Il est membre du CNDD. Selon des informations concordantes, cet officier bilingue qui parle et écrit français et en anglais serait l’une des meilleures formations en Topographie militaire en Guinée. En outre, cet officier aurait fait plusieurs fronts au compte des forces d’interposition de l’ONU et de la CEDEAO en Sierra Leone, au Libéria et en Guinée Bissao, nous apprend-on.
En cela il était devenu une cible potentielle à abattre pour l’envahissant aide de camp qui était également le chef de la protection rapprochée de l’homme du 23 décembre 2009, nous a confié notre interlocuteur. Quand au capitaine Abdoulaye Kéïta, comme Alphonse, il sera victime de la même « jalousie » du lieutenant Toumba Diakité. Pour, a-t-il dit, le fait qu’Ablo, qui était le chef des rangers chinois à Kindia, a été pressenti à la prise du pouvoir pour être l’aide de camp du capitaine Dadis à cause de son parcours militaire. Il est formateur militaire et a bénéficié de plus de 3 stages de formation en France.
Mais Dadis qui avait une certaine préférence pour Toumba décidera de garder ce dernier à ses côtés. « C’est pourquoi après ce coup imaginaire, ils sont tous les deux tombés dans le collimateur de Toumba. », renchérissait notre interlocuteur. Et Toumba depuis, était devenu à la fois l’aide camp de Dadis, le chef de sa protection rapprochée et le commandant du régiment Commando. Et c’est Pivi qui restait seul à être liquidé dans l’entourage du capitaine Dadis.

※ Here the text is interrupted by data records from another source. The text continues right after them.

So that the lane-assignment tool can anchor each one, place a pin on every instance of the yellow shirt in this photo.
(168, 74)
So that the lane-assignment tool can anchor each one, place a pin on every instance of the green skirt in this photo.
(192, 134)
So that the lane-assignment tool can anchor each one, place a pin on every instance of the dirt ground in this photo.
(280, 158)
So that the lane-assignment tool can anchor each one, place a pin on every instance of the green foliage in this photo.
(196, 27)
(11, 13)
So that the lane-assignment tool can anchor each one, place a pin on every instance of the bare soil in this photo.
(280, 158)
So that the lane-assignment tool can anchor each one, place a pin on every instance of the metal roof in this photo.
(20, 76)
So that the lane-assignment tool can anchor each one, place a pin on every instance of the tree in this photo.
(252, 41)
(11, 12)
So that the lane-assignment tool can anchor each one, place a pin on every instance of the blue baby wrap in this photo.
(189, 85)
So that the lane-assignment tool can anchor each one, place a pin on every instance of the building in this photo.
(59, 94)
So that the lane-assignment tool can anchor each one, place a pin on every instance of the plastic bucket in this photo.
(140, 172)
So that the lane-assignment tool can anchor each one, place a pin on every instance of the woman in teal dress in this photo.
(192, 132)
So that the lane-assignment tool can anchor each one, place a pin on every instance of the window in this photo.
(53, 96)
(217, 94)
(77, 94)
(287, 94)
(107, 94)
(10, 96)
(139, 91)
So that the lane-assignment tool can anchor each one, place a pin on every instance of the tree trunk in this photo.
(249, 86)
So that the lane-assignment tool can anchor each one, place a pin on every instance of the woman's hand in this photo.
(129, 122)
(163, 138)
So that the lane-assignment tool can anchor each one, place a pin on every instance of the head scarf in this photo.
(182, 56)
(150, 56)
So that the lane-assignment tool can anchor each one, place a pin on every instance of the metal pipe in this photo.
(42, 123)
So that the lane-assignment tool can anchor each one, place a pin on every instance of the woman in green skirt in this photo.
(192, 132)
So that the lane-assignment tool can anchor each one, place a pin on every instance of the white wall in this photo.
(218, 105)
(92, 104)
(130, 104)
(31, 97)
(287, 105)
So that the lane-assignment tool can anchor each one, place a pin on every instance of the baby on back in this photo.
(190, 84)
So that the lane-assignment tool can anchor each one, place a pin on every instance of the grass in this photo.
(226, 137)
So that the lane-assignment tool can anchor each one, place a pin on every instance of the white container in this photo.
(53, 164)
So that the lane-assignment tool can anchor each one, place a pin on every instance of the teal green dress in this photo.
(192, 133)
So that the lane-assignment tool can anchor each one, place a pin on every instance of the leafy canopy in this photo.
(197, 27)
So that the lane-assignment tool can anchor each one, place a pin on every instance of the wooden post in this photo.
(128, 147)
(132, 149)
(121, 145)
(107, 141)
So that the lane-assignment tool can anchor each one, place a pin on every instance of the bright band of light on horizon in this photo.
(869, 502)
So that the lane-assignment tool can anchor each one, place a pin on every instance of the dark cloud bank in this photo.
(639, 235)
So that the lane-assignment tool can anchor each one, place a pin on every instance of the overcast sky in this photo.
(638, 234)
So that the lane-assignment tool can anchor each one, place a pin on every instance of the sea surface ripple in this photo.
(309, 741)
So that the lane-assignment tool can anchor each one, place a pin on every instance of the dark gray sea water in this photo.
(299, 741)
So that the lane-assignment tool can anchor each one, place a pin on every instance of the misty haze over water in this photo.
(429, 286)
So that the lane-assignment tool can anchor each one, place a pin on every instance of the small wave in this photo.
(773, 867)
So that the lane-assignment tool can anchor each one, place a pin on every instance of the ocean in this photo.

Mais celui-ci ayant vite compris les velléités et autres plans machiavéliques de Toumba va commencer à prendre ses distances et à même demander à Dadis pour mettre à l’écart Toumba, affirme-t-on dans certaines sources proches de la Présidence. Ayant résisté tant bien que mal à ces entreprises de liquidation physique programmée que deviennent aujourd’hui ces officiers.
Pour beaucoup d’observateurs et à l’heure où se pose l’impérieuse nécessité de la restructuration de la grande muette, il sera judicieux de mettre à profit ces valeurs et les connaissances de cet officier comme Idi Amin, Sâa Alphonse, Abdoulaye Touré, et tant d’autres que l’on a tendance à sacrifier sur l’autel des intérêts du système. Il est temps, comme le général Sékouba aime à le rappeler, qu’on se départisse, tant au sein de l’armée qu’au sein des populations civiles, de la démagogie pour récompenser les plus méritants.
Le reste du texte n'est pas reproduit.